すると、信じられないほどほど早く、梯子のかかる音がした。ふたりで顔を見合わせて耳を澄ますと、しばらくして階下から響いてきたのは男の人の声だった。
「ヘカテーさん、ビョルンです。何かありましたか?」
「ビョルンさん?」
慌てて扉を開ける。
「屋上にシュピネを呼ぶ紫の炎が見えたので、何かお困りごとなのではということで様子を見に来ました。大丈夫ですか?」
「それは失礼しました、勝手なことをしてしまって……」
よく考えれば、屋上に置いたら居館からも見える。無断で隠密を呼ぼうとしていることに驚かれたヨハン様が、事情を聞きにビョルンさんを寄越してくださったようだ。
せっかくなので、ネーベルが動いたことと、例のよそ者たちの件を報告する。
「……なるほど、それは確かにシュピネの方が詳しそうですね」
ビョルンさんは状況を把握すると、持ってきていた鳥笛を吹いた。ビョルンさんも、接触の情報だけをヨハン様にお持ちするよりも、気がかりなことを晴らしておいた方がよいと判断したということか。
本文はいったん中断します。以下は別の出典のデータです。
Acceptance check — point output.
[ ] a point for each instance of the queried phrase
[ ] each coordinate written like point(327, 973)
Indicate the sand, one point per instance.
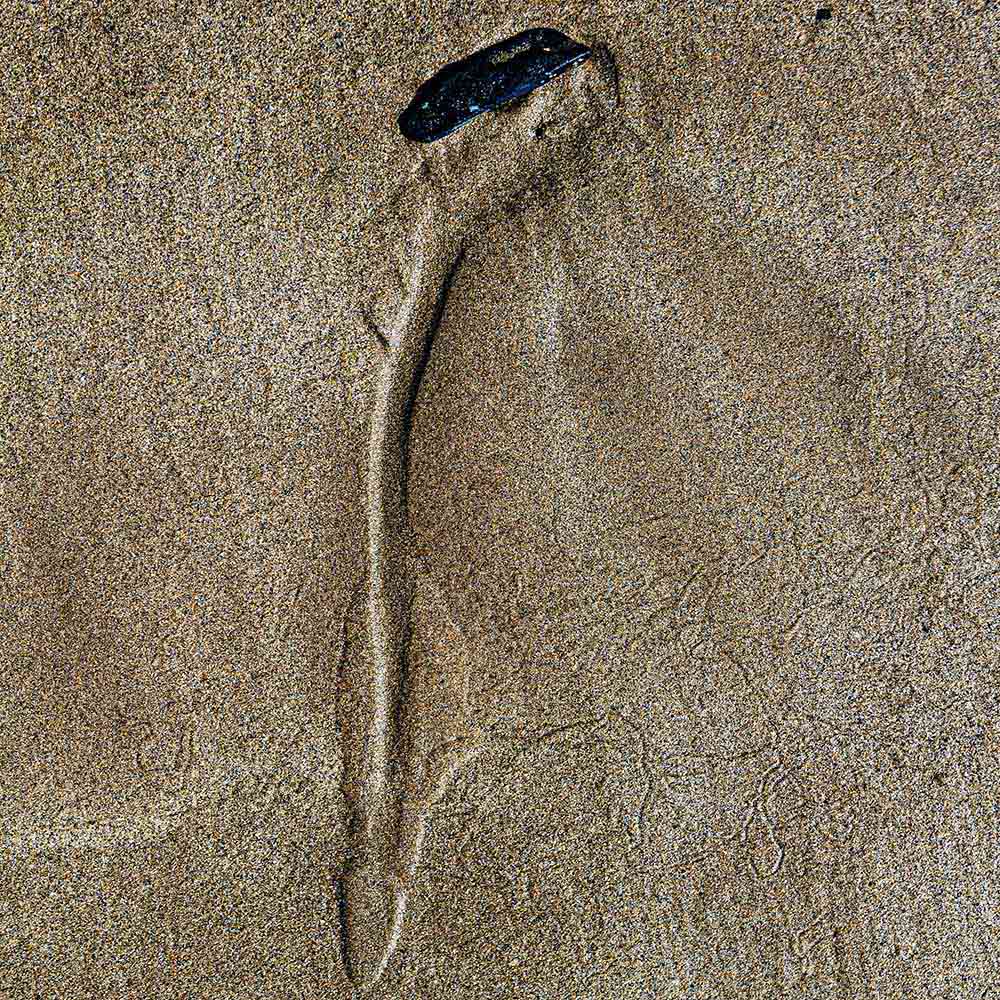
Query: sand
point(701, 501)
「そういえば……侍従をされているということは、ビョルンさんは貴族のお生まれなのですよね。隠密として活動することに、抵抗はなかったのですか?」
「ああ……ここだけのお話ですけど、実は私はただの貿易商の息子なんです。貴族の方々の相手をする父から、読み書きや礼儀作法は叩きこまれましたが、こうして侍従として重用していただいているのはご領主様のおかげですね。それに、ベルンハルト様はお優しい方でしたから、不出来な私のことも気にせず傍においてくださいました。といってもまぁ、クラウス様の眼が怖かったのが、侍従としての成長には何より効きましたけどね! あの方、口調は穏やかですけど、仕事については本当に厳しいんですよ」
ビョルンさんは明るく笑う。貴族出身故に、情報を使う側としての能力を買われているのかと思ったが、そうではなかったらしい。
「人の素養とは、不思議なものですね……」
思わず呟いた私に、ビョルンさんはきょとんと首を傾げた。
「そうですか? 適材適所、ご領主様とヨハン様の人を見る目が優れているだけのことですよ。さて、シュピネが来るまで、結構かかると思うので、私はこれで失礼しますね。ヨハン様には大枠はお伝えしておきますが、よそ者の件が確認出来たら報告のお手紙を出してください。シュピネに預ければなんとかして渡してくれますよ」
再びふたりになった部屋で、私たちは黙々と、推敲と執筆を続けた。そろそろ、冊子を出せるくらいの量はたまってきているように思う。街の人々に皆の価値が見直されてきている今なら、もし再び写本を作って出回らせることになれば、勉強会の人数も増えたりするのだろうか。遠い将来には、レーレハウゼンが医学の都として有名になる日も来るかもしれない。ヨハン様の夢を自分の手で後押ししているのだと思うと、決して手を抜くことは出来ない作業だ。それはジブリールさんも同じ気持ちでいるのだろう。どんなに丁寧に書いたつもりでも、推敲でほぼ丸ごと書き直しになることもある。勉強会の講義より中身が濃くなっていることも多いので、出来上がったら皆に見せると喜ぶだろう。医師に見せることを考えれば、そのうちラテン語に翻訳しても良いかもしれない。
そうこうするうちに、再び梯子のかかる音がした。私はジブリールさんに中断の旨を告げ、階段に出る。ほどなくして、凛とした表情のシュピネさんが姿を現した。
「あら、ヘカテーちゃん! 気配がないけど、ヨハン様は4階?」
「シュピネさん、すみません、今日は私の用事でお呼びしたんです」
「あら、そういうことだったのね。思い当たることがなかったから、新しい任務かと思ってたわ」
金髪の美しい女性。しかし、にっこりとかわいらしい笑みを浮かべながらも、当たり前のように調理場の人の気配を測っているあたり、やはり優秀な隠密としての素養がある、頼りになる人だ。